Running commands locally is pretty easy as we can just spawn a process to list files, etc.

How do we solve this in your remote environment?

Our first approach to getting the edit buffer in the remote environment (docker or SSH) was to install our shell integrations in the remote environment. Since you have Fig installed on the host machine, the local shell still has a pseudoterminal, which means that if we wrap the remote prompts with the same escape sequences we can still annotate the screen and grab the edit buffer. This works well in simple cases, but unfortunately falls apart when tools like tmux are used in the remote environment. This is a very, very common workflow in SSH environments. These tools add other characters like pane dividers to the screen that that local pseudoterminal can't correctly annotate and we end up with garbage text in the edit buffer.
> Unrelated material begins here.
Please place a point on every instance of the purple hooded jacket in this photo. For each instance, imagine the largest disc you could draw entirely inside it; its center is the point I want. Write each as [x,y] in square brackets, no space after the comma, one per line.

To solve this issue, in the next few days we will be launching an even better version of SSH support that spawns a pseudoterminal in each shell on the remote machine as well and communicates the edit buffer via unix sockets with the host machine. In tools like tmux, then, there will be a nested pseudoterminal inside each pane and we won't have to worry about extraneous characters on the screen.

To run commands in an SSH environment we take advantage of SSH's built in connection multiplexing. With the SSH ControlMaster option, the host can reuse the original SSH network connection to initiate other SSH sessions to run commands on the remote machine. For docker environments, we simply use docker exec.